[petsc-users] Memory growth issue
Sanjay Govindjee
s_g at berkeley.edu
Thu May 30 22:54:04 CDT 2019
Hi Juanchao,
Thanks for the hints below, they will take some time to absorb as the
vectors that are being moved around
are actually partly petsc vectors and partly local process vectors.

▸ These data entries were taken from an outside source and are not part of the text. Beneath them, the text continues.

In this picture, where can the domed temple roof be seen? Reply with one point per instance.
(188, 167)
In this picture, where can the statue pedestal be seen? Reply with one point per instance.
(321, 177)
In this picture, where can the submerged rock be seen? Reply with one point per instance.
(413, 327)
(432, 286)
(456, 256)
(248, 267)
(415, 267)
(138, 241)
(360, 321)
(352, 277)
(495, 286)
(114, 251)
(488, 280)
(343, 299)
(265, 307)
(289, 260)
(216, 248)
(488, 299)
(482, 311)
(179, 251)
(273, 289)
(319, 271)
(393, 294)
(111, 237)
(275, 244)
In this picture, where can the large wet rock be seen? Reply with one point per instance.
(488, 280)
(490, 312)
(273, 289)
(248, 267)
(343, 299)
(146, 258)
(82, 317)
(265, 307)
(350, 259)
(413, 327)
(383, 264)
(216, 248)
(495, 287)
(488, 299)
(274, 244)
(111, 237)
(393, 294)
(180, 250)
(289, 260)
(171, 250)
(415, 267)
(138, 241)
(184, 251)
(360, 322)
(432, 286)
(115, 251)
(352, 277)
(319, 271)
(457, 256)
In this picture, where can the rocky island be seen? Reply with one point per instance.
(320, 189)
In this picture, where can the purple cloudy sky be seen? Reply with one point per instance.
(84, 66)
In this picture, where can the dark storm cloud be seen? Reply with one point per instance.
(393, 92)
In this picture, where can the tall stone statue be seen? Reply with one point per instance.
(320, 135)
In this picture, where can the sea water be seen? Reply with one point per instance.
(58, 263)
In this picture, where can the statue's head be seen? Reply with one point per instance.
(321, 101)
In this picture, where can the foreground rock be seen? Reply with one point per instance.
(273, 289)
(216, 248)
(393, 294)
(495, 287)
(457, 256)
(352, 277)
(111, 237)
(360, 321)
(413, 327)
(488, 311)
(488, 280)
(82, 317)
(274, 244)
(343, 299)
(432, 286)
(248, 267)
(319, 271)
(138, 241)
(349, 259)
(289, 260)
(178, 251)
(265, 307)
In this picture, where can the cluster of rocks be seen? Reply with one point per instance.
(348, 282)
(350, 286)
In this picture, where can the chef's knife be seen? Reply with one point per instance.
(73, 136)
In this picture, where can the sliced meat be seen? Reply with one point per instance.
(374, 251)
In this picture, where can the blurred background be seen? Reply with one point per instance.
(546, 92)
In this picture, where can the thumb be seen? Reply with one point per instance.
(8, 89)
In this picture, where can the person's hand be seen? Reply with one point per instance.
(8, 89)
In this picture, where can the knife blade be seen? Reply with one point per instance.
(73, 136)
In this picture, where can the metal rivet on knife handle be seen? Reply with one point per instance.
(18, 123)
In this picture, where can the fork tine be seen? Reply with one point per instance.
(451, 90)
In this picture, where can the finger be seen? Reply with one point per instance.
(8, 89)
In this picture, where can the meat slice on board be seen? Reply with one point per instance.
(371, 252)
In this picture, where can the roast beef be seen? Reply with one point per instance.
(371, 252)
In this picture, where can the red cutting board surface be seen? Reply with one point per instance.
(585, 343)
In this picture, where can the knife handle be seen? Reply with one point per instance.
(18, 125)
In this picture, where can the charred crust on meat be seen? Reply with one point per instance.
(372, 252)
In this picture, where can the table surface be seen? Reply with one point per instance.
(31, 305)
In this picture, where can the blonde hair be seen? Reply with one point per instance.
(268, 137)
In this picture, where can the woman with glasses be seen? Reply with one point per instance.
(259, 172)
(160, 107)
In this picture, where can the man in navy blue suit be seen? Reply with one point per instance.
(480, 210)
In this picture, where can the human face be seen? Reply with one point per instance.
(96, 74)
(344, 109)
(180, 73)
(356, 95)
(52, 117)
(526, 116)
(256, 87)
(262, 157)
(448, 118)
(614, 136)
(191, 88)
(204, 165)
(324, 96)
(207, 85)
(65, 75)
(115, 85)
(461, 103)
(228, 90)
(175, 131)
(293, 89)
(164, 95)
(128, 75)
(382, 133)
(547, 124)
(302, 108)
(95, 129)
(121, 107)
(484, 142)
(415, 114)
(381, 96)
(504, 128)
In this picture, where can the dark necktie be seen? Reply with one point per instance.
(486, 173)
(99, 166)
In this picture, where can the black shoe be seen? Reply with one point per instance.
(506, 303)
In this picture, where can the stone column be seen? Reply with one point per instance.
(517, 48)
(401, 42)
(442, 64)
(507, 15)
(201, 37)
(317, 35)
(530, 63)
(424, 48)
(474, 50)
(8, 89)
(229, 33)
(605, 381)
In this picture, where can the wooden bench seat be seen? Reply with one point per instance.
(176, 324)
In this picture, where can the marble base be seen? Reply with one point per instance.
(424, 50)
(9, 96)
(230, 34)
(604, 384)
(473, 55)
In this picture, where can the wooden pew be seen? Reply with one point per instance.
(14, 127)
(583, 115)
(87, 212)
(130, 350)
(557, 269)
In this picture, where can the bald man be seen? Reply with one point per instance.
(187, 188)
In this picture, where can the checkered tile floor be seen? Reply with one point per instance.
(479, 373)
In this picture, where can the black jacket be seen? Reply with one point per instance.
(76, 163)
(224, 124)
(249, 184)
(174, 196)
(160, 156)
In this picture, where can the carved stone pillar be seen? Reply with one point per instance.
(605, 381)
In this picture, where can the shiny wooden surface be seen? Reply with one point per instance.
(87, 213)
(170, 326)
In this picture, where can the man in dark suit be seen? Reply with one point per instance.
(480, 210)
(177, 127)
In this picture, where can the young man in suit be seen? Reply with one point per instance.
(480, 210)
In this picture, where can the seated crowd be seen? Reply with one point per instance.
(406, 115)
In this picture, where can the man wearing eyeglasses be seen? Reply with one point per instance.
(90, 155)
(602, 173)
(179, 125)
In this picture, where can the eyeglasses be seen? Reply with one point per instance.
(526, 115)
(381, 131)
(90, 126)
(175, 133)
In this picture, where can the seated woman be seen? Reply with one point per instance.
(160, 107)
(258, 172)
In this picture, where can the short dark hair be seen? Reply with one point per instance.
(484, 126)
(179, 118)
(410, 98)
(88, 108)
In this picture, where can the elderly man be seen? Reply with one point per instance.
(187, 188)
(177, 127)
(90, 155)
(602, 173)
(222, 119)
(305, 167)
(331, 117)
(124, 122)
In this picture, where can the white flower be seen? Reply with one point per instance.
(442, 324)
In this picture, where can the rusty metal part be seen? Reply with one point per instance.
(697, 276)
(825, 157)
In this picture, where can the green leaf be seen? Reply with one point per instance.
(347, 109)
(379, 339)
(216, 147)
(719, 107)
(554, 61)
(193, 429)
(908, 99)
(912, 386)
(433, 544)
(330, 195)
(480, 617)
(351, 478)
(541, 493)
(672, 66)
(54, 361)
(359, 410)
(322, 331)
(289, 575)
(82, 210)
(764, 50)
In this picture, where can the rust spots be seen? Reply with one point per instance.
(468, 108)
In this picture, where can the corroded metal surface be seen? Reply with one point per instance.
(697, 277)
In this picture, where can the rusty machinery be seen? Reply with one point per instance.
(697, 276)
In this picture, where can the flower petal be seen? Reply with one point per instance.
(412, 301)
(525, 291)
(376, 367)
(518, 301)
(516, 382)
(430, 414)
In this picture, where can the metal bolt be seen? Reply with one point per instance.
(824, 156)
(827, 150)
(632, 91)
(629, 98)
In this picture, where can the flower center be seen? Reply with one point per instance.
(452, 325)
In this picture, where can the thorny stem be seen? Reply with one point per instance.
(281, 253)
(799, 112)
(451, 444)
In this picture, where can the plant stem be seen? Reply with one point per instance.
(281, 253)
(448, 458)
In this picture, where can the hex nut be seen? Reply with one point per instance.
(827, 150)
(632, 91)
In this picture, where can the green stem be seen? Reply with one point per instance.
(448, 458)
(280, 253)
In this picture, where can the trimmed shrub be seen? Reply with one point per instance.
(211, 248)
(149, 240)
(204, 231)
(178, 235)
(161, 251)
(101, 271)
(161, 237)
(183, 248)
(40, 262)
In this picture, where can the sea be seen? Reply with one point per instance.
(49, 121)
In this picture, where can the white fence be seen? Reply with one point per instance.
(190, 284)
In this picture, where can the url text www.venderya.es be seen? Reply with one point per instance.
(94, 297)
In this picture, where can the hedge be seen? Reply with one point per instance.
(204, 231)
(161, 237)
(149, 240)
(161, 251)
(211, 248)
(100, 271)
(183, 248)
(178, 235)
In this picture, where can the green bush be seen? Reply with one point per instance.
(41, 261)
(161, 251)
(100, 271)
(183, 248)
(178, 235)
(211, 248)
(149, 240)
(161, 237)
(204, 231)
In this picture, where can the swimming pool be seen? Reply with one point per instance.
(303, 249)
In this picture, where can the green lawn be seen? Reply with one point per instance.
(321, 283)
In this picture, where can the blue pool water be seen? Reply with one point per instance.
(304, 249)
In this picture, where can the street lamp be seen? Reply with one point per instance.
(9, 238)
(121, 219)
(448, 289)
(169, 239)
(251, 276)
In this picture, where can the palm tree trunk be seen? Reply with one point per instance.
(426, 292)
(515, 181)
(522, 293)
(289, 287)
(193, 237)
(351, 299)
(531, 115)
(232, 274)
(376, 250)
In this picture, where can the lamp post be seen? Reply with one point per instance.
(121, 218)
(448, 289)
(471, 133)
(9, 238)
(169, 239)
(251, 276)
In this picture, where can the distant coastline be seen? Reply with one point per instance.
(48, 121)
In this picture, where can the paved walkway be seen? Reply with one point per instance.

Attached is the modified routine that now works (on leaking memory) with
openmpi.
-sanjay
On 5/30/19 8:41 PM, Zhang, Junchao wrote:
>
> Hi, Sanjay,
> Could you send your modified data exchange code (psetb.F) with
> MPI_Waitall? See other inlined comments below. Thanks.
>
> On Thu, May 30, 2019 at 1:49 PM Sanjay Govindjee via petsc-users
> <petsc-users at mcs.anl.gov <mailto:petsc-users at mcs.anl.gov>> wrote:
>
> Lawrence,
> Thanks for taking a look! This is what I had been wondering about
> -- my
> knowledge of MPI is pretty minimal and
> this origins of the routine were from a programmer we hired a decade+
> back from NERSC. I'll have to look into
> VecScatter. It will be great to dispense with our roll-your-own
> routines (we even have our own reduceALL scattered around the code).
>
> Petsc VecScatter has a very simple interface and you definitely should
> go with. With VecScatter, you can think in familiar vectors and
> indices instead of the low level MPI_Send/Recv. Besides that, PETSc
> has optimized VecScatter so that communication is efficient.
>
>
> Interestingly, the MPI_WaitALL has solved the problem when using
> OpenMPI
> but it still persists with MPICH. Graphs attached.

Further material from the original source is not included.